Литературную форму эпоса автор «Братьев Карамазовых» уродует, насилует, превращает в орудие психологической пытки. Трудно поверить, что язык, который еще обладает весеннею свежестью и целомудренной ясностью у Пушкина, так переродился, чтобы служить для изображения мрачных кошмаров Достоевского.
Последовательнее Тургенева и Гончарова Достоевский еще и в другом отношении: он не скрывает своей славянофильской гордости, не заигрывает с культурою Запада. Эллинская красота кажется ему Содомом, римская сила – царством Антихриста. Чему может научиться смиренная, юная, богоносная Россия у гордого, дряхлого, безбожного Запада? Не русскому народу стремиться к идеалу Запада, т. е. к всемирному язычеству, а Западу – к идеалу русского народа, т. е. к всемирному христианству. Ясно, что здесь между Достоевским и Пушкиным существует глубокое недоразумение. У Смирновой на утверждение Хомякова, будто у русских больше христианской любви, чем на Западе, Пушкин отвечает некоторою досадою: «Может быть; я не мерил количества братской любви ни в России, ни на Западе, но знаю, что там явились основатели братских общин, которых у нас нет.
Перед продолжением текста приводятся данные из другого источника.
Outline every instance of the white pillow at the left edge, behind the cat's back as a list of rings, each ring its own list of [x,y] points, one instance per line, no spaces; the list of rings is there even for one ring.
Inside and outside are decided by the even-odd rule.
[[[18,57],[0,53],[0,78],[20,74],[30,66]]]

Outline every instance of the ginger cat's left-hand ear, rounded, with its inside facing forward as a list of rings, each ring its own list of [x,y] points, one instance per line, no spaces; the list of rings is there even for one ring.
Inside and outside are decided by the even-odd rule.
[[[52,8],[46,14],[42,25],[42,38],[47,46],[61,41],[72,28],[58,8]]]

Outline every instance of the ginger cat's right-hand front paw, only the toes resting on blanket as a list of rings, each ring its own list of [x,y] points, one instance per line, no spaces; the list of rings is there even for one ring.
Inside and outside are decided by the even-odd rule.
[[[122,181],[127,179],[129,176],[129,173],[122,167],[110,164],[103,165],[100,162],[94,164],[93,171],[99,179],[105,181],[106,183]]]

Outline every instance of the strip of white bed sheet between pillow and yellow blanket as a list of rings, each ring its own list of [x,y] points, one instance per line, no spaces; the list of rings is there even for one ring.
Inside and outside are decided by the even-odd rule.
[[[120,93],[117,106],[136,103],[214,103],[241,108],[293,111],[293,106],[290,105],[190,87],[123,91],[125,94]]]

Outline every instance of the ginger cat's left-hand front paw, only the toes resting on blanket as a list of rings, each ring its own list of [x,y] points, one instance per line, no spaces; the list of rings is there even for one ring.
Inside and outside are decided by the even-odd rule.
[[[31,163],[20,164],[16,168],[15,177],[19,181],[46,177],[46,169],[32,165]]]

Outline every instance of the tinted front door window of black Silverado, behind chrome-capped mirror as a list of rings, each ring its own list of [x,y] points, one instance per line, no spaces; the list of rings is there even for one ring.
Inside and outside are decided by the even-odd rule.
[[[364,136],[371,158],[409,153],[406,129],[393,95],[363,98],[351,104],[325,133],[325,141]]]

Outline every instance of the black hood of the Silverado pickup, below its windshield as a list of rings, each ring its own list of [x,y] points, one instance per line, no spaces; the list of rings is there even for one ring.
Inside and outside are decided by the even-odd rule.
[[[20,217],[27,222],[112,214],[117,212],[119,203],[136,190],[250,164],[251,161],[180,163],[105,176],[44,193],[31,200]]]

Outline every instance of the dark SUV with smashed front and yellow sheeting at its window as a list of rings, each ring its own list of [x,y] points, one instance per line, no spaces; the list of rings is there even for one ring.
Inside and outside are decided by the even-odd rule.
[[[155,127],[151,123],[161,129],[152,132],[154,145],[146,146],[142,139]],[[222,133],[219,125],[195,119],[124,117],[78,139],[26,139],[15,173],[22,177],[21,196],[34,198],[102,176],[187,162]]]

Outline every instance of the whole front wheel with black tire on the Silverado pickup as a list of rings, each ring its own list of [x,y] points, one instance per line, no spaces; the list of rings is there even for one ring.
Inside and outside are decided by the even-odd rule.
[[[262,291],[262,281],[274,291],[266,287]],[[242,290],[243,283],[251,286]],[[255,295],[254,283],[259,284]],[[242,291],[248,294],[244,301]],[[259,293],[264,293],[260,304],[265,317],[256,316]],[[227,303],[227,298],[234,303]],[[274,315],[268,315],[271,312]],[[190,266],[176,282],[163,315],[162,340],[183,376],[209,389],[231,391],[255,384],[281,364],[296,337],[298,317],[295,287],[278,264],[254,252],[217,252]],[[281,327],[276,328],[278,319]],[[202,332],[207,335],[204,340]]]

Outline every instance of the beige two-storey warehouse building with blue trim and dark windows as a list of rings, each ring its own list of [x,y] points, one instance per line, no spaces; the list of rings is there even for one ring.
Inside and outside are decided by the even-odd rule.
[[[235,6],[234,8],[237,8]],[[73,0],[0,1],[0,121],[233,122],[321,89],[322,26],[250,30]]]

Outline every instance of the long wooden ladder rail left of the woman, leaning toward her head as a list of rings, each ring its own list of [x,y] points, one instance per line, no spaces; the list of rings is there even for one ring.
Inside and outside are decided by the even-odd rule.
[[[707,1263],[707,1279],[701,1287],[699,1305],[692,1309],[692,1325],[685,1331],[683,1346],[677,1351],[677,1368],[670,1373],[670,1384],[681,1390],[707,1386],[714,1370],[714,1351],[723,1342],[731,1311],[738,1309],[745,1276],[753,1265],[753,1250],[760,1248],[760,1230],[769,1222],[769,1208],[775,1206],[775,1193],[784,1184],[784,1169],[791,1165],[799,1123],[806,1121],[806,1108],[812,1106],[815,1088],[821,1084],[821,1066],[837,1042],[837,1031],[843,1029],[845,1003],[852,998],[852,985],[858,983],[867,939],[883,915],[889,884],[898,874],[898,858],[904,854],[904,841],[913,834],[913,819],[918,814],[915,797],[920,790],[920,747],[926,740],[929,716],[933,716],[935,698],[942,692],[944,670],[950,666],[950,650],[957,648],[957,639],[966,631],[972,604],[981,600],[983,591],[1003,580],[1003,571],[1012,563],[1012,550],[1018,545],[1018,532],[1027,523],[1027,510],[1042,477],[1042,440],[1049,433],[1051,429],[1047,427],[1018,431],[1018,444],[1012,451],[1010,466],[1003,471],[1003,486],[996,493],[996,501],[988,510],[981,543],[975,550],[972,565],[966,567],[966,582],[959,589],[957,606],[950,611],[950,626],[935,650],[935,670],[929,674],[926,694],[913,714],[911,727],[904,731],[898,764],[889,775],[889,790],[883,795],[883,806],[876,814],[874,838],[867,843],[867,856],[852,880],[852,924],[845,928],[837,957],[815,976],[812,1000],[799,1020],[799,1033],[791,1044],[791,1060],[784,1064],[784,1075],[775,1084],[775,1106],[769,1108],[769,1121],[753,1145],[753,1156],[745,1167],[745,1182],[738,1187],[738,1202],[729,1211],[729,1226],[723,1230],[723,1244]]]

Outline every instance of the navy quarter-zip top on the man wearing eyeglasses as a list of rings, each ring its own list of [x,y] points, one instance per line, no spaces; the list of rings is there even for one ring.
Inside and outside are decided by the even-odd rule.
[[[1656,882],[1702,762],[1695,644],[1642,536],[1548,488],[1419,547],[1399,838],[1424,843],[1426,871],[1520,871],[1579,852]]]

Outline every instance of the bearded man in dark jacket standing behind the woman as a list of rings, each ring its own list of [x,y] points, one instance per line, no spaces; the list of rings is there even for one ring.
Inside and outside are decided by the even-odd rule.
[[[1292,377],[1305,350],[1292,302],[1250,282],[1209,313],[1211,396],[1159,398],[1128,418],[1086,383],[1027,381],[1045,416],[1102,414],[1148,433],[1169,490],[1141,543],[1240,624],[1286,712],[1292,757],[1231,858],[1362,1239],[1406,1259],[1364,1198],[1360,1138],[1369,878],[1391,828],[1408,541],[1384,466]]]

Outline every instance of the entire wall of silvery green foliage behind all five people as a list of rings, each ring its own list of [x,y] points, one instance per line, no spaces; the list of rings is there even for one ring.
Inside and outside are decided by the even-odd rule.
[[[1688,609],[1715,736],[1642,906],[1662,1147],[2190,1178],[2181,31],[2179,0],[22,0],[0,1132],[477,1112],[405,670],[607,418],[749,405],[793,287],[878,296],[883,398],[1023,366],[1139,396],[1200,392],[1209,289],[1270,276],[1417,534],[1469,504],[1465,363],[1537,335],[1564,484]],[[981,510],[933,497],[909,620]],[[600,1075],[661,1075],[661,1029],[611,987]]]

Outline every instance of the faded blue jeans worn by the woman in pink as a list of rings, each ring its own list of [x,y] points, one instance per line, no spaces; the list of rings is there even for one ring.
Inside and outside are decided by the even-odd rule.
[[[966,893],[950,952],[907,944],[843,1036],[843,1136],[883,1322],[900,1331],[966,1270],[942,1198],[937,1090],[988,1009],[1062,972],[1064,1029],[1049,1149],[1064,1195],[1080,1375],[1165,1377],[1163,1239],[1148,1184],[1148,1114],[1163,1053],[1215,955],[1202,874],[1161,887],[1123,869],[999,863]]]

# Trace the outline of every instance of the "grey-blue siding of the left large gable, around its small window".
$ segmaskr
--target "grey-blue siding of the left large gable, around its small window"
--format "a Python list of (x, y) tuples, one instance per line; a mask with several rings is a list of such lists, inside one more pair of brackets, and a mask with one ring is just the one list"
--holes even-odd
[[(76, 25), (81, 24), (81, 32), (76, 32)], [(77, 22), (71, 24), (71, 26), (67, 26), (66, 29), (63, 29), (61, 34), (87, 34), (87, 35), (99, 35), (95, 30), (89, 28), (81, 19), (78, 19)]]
А они были бы нам полезны». Или, другими словами, Пушкину представляется непонятным, почему Россия, у который был Иван Грозный, ближе к идеалу Царствия Божия, чем Запад, у которого был Франциск Ассизский, Здесь Пушкин возражает не только Хомякову, но и Достоевскому: «Если мы ограничимся, – прибавляет он далее, – своим русским колоколом, мы ничего не сделаем для человеческой мысли и создадим только „приходскую“ литературу». Очевидно, пожелай только Достоевский понять Пушкина до глубины, и – кто знает – не оказалась ли бы целая сторона его поэзии нерусской, враждебной, зараженной языческими веяниями Запада?
Тем не менее, как художник, он ближе к Пушкину, чем Тургенев и Гончаров. Это единственный из русских писателей, который воспроизводит сознательно борьбу двух миров. Великая душа Достоевского – как бы поле сражения, потрясаемое, окровавленное, полное скрежетом и воплями раненых, – поле, на котором сошлись два непримиримых врага. Кто победит? Никто никогда. Эта борьба безысходна. На чьей стороне поэт? Мы знаем только, на чьей стороне он хочет быть. Но именно в те мгновения, когда более всего доверяешь его христианскому смирению, где-нибудь в темном опасном углу психологического лабиринта с автором происходит вдруг что-то неожиданное: сквозь смирение мученика мелькает неистовая гордыня дьявола, сквозь жалость и целомудрие страстотерпца – сладострастная жестокость дьявола. Пушкинская благодатная гармония превратилась здесь в уродливое безумие, в эпилептические припадки демонизма.
Казалось бы – вот предел, дальше которого идти некуда. Но Лев Толстой доказал, что можно пойти и дальше по той же дороге.